Ask LH: Do Restaurants Have To Serve A Meal To Sell You Booze?


Dear Lifehacker, On the weekend I travelled up to Perth for a family event and found myself at the Little Creatures Brewery on Friday night for some drinks and dinner. Upon arriving I was informed that I’d need to buy a ‘substantial’ meal before I was allowed to drink anything alcoholic.

Didn’t really matter as I planned on eating anyway. Later on in the night I was told that I was allowed to only order three drinks per meal. My question is this: is this a legal practice? Repeated enquiries with the staff there couldn’t tell me if this was a law or just good Friday policy. In the end it didn’t really affect me, but I don’t like being on someone else’s terms when I go out for a meal and a few drinks. What’s the go here? Thanks, Drinking Diner

Picture: Adam Sellwood

Dear DD,

You might not like it, but you’re always on “someone else’s terms” when you dine out. If a restaurant decided that you can only order a particular wine by the bottle, for example, you’re effectively stuck with that requirement. It’s often not good business sense to make life difficult for customers, but if you don’t like the ordering conditions around alcohol (or anything else), the basic legal view is: go and dine somewhere else.
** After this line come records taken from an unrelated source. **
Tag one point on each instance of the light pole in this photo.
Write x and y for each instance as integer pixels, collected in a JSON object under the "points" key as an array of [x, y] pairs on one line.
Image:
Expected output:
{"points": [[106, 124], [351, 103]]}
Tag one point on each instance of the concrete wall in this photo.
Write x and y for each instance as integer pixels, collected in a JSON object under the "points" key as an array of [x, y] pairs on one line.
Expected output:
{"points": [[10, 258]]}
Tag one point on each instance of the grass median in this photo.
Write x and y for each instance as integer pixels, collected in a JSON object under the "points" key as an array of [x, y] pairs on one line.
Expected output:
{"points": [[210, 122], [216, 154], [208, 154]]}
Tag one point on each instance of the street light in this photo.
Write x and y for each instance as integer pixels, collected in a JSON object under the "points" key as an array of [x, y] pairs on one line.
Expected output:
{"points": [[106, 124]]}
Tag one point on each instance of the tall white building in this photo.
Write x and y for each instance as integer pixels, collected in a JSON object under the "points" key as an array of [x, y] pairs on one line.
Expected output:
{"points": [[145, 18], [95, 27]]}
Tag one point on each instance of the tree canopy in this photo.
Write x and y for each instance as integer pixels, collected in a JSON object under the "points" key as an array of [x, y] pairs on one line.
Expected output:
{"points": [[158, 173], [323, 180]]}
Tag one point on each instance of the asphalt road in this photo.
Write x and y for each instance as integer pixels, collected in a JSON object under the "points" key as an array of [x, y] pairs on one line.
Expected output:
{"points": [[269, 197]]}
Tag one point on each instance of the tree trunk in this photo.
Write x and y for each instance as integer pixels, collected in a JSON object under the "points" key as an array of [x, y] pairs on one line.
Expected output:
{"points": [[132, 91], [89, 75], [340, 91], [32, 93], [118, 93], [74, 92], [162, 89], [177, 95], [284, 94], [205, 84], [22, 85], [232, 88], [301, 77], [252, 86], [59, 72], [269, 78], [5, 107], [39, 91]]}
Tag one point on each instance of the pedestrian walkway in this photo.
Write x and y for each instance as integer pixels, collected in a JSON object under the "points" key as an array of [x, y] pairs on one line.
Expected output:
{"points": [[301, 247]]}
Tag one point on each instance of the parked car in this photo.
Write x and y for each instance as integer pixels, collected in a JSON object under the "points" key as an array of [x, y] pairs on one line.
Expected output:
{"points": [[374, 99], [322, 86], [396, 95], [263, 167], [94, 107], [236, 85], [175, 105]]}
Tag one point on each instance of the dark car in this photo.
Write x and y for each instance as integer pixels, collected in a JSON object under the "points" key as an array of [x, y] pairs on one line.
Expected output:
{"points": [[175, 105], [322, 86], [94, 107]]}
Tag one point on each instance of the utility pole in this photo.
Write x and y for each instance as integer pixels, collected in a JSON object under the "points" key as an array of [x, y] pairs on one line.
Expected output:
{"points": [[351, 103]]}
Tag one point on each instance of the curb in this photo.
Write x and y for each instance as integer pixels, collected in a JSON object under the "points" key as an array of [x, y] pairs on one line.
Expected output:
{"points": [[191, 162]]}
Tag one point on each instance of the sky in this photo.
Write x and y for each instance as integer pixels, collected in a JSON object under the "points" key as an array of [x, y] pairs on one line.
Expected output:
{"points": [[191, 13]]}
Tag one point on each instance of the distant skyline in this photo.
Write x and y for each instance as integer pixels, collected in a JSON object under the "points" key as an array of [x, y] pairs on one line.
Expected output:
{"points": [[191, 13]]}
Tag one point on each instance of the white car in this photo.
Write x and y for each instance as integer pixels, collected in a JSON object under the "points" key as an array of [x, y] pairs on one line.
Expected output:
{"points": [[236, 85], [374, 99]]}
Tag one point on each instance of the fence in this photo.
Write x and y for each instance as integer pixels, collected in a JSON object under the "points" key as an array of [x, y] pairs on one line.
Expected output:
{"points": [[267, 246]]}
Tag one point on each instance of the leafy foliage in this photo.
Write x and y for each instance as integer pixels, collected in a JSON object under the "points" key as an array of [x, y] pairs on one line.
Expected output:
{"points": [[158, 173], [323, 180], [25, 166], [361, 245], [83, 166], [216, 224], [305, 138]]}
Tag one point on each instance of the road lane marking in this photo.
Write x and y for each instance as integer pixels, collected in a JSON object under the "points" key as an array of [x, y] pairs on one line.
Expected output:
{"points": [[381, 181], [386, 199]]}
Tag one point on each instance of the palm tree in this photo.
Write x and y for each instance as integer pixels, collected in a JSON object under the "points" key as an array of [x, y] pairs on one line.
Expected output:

In answer to your question: the need to order a meal in order to be served drinks is definitely a legal requirement, but the exact detail of “three drinks per meal” is more likely to be the restaurant’s way of enforcing that requirement.

Liquor licensing laws vary from state to state, but the restriction that restaurants can only serve alcoholic drinks if they are accompanied with a meal is a fairly common one in Australia. In Western Australia, the Liquor Control Act 1988 sets out the requirements for a restaurant which wants to serve alcohol. The act emphasises that serving meals must be the primary focus of the business: it can’t exist largely to serve booze, even if it’s attached to a brewery.

Licensing conditions can be set with specific terms (such as operating hours for bars), but it’s unlikely that the ‘three drinks per meal’ requirement is actually written into the Little Creatures licence. A more probable explanation is that the restaurant uses that policy to stop customers simply ordering a single plate of chips and six schooners to dodge the meal requirement. Again, that’s a business decision, based on the margins that apply to food and liquor and the need to respect the licence conditions.

The lesson? If you mainly want to drink, head to a pub. If you want to drink and dine, order a meal each and you’ll be fine.